Latest data from the Bureau of the Treasury showed that in October alone, the National Government did not receive a single centavo from state agencies.
In contrast, the government received P931 million in dividends from GOCCs and GFIs in October last year.
Soledad Cruz, director of the Department of Finance’s Corporate Operations Office said government agencies are still awaiting their audited financial statements from which they will base the amount of dividends they will remit to the National Government.
Under Republic Act 7656 or the Dividends Law of 1994, GOCCs and GFIs are required to remit half or 50 percent of the income earned in each fiscal year to the National Government.
The remittance should be in the form of cash or in real estate properties with clean titles.
Dividends form part of the National Government’s total revenues.
Despite the zero remittance in October, the January to September dividends have already surpassed the full-year dividends target of P4 billion, data from the Treasury also showed.
As of end-September, dividends amounted to P11.067 billion, higher than the P4.473 billion remitted in the same period last year.
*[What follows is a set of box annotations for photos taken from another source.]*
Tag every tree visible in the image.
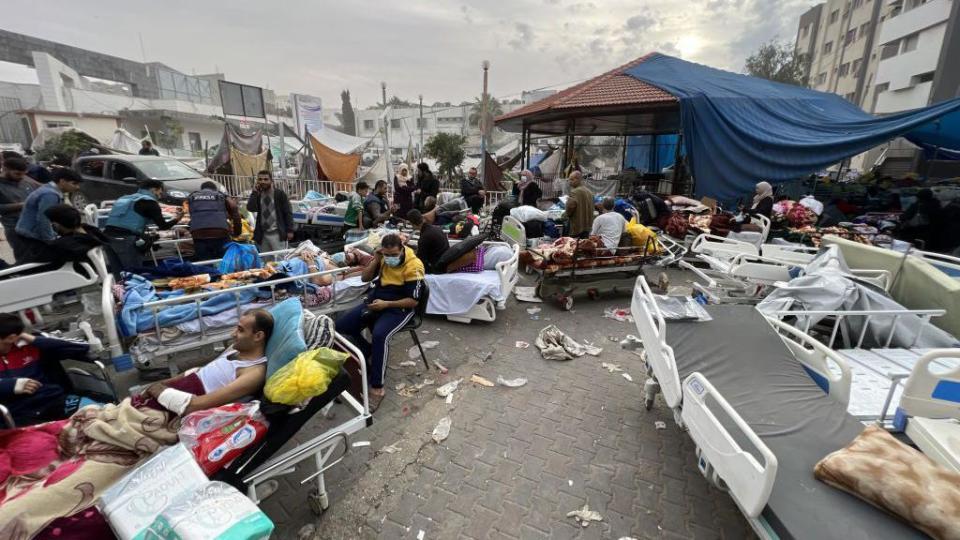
[744,40,807,86]
[423,133,467,178]
[340,90,357,135]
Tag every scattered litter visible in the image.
[380,443,402,454]
[603,308,633,322]
[470,373,496,387]
[437,378,463,397]
[407,341,440,360]
[431,416,452,443]
[567,503,603,527]
[513,287,543,304]
[535,324,603,360]
[497,375,527,388]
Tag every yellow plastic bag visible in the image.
[626,217,660,255]
[263,348,350,405]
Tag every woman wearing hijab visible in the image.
[393,163,417,219]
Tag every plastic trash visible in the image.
[470,373,496,388]
[430,416,452,443]
[437,378,463,397]
[497,375,527,388]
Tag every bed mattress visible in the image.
[666,305,925,540]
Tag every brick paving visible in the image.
[248,282,752,540]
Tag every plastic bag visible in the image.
[263,348,350,405]
[177,402,267,476]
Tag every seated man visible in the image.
[337,234,425,410]
[407,210,450,274]
[134,309,273,416]
[0,313,90,426]
[590,197,627,250]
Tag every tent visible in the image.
[625,54,960,201]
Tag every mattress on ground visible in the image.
[666,305,925,540]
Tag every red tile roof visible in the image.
[496,53,677,122]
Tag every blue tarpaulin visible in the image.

The higher-than-expected dividends during the nine-month period came about after the Bangko Sentral ng Pilipinas remitted P6-billion in July for its 2008 income.
The BSP remitted P6 billion in dividends in July after posting a net income of P8.93 billion last year, a turnaround from a loss of P87 billion in 2007. The country’s chief monetary authority incurred losses in 2007, mainly from its foreign exchange transactions.
The last time the BSP remitted dividends was for 2006 when it posted an income of P3.7 billion.
The rest of the amount for the nine-month period – amounting to P5.067 billion – came from other GOCCs.
The department has asked GOCCs and GFIs to remit more than the mandatory 50 percent of their yearly income to help raise funds for public spending which in turn, could help cushion the country against the negative impact of the global economic slowdown.
The government has been stepping up efforts to improve its finances on the back of a widening budget deficit. Dividends from state-run agencies and GFIs have formed part of revenues but the Finance department believes these agencies can remit more than their required share.
The budget deficit has already swelled to P266.1 billion as of end-October, already above the full-year ceiling of P250 billion.